In coming months they hope to find 200 fellow seniors to sign up for the community, people in their 60s or 70s or 80s and at various stages of work or retirement life. Most members would pay $1,000 a year, if they can afford it; those who can’t would be subsidized. The group’s also looking for outside charitable money.

Snyder said the Village is on track to open” by the end of 2009 or early 2010.

The community will cover the Whitney Avenue corridor from downtown New Haven, through the East Rock neighborhood, into Hamden up to about Skiff Street. It will also include Wooster Square. To get involved call 752‑9319 or email here.

The group is also working on finalizing its 501©3 not-for-profit status and lining up health services and recreation opportunities, such as the athletic facilities at Albertus Magnus.

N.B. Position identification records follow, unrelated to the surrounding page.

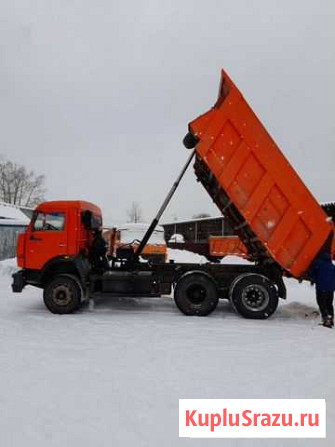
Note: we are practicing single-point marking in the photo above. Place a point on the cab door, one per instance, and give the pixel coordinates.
(46, 238)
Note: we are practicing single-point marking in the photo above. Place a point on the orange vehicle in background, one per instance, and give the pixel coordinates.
(131, 234)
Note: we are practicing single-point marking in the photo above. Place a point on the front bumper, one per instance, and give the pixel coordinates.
(19, 281)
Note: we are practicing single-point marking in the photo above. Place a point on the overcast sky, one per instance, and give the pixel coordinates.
(97, 94)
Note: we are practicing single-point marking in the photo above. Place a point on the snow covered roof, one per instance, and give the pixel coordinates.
(12, 215)
(132, 231)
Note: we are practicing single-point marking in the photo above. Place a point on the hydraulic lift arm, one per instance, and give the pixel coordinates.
(155, 221)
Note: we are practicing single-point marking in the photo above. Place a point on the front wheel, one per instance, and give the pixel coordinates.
(63, 294)
(254, 296)
(196, 294)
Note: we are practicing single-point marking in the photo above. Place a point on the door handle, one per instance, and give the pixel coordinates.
(34, 238)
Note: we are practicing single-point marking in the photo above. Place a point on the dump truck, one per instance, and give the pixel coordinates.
(276, 217)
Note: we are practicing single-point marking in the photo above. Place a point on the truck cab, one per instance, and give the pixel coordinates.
(57, 241)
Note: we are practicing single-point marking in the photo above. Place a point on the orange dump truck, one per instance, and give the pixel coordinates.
(281, 225)
(254, 185)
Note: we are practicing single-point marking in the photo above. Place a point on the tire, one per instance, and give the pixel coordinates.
(190, 141)
(254, 296)
(63, 294)
(196, 294)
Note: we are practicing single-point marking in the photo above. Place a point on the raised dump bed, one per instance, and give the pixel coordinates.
(255, 186)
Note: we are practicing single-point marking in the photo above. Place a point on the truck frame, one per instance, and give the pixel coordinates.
(55, 253)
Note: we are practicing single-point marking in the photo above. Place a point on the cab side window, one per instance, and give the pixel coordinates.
(49, 222)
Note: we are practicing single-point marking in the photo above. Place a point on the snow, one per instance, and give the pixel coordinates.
(136, 231)
(177, 238)
(114, 376)
(12, 215)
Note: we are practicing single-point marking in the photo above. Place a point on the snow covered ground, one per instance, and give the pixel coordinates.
(113, 377)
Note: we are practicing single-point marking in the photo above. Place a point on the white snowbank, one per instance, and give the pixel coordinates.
(8, 266)
(114, 376)
(135, 231)
(185, 256)
(12, 215)
(231, 259)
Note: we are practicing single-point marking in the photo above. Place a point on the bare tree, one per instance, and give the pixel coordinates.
(20, 186)
(135, 213)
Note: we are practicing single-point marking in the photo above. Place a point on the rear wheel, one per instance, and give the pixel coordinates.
(63, 294)
(254, 296)
(196, 294)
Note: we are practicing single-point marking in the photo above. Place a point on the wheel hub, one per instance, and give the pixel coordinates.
(255, 297)
(196, 293)
(62, 295)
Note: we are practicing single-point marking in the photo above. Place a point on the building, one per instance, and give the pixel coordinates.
(198, 230)
(13, 221)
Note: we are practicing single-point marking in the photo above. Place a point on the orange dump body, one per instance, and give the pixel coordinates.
(255, 186)
(227, 245)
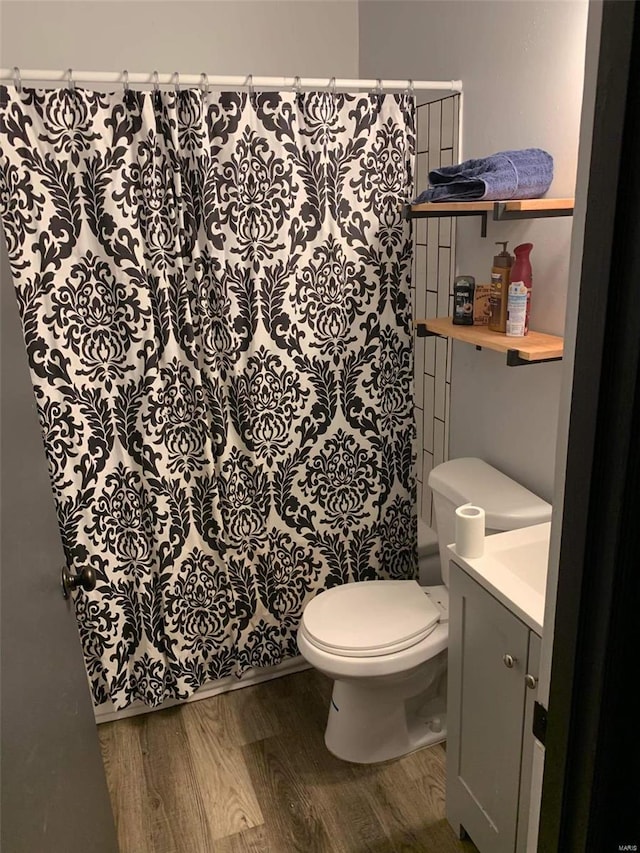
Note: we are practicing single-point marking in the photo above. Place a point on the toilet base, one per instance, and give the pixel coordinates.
(366, 726)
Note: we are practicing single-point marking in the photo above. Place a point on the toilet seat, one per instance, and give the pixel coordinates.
(369, 618)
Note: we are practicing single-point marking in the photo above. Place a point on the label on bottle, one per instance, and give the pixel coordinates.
(495, 303)
(517, 309)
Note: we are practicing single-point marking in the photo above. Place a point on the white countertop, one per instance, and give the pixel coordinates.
(513, 569)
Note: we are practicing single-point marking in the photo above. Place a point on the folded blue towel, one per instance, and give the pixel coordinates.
(508, 174)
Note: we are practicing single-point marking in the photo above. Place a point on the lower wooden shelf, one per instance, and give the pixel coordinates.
(534, 348)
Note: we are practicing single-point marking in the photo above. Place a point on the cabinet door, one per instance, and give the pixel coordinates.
(486, 699)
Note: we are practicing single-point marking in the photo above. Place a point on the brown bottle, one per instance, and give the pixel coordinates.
(500, 276)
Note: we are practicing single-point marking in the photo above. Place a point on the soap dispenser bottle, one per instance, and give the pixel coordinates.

Some 15 variants of retirement communities without walls exist in the country; others are popping up. One model is to affiliate with a retirement center to share services and possibly reserve spaces for members if they eventually do need to move into a physical center. A Bloomfield retirement home plans to launch such a community-based affiliate with the help of a new state law.

Ultimately the East Rock group decided to operate independently instead of affiliating with the Whitney Center.

We wanted to have our own organization to determine what we wanted, rather than go to another institution and say, This is what we want,’ and they come back and say, This is what we can do,’” Snyder said. We could have more organizational clout if we weren’t just buying something that they offered.”

Meanwhile, the core group’s members are meeting at Lulu’s every Monday at 10 a.m. to chart their progress. They go there on foot.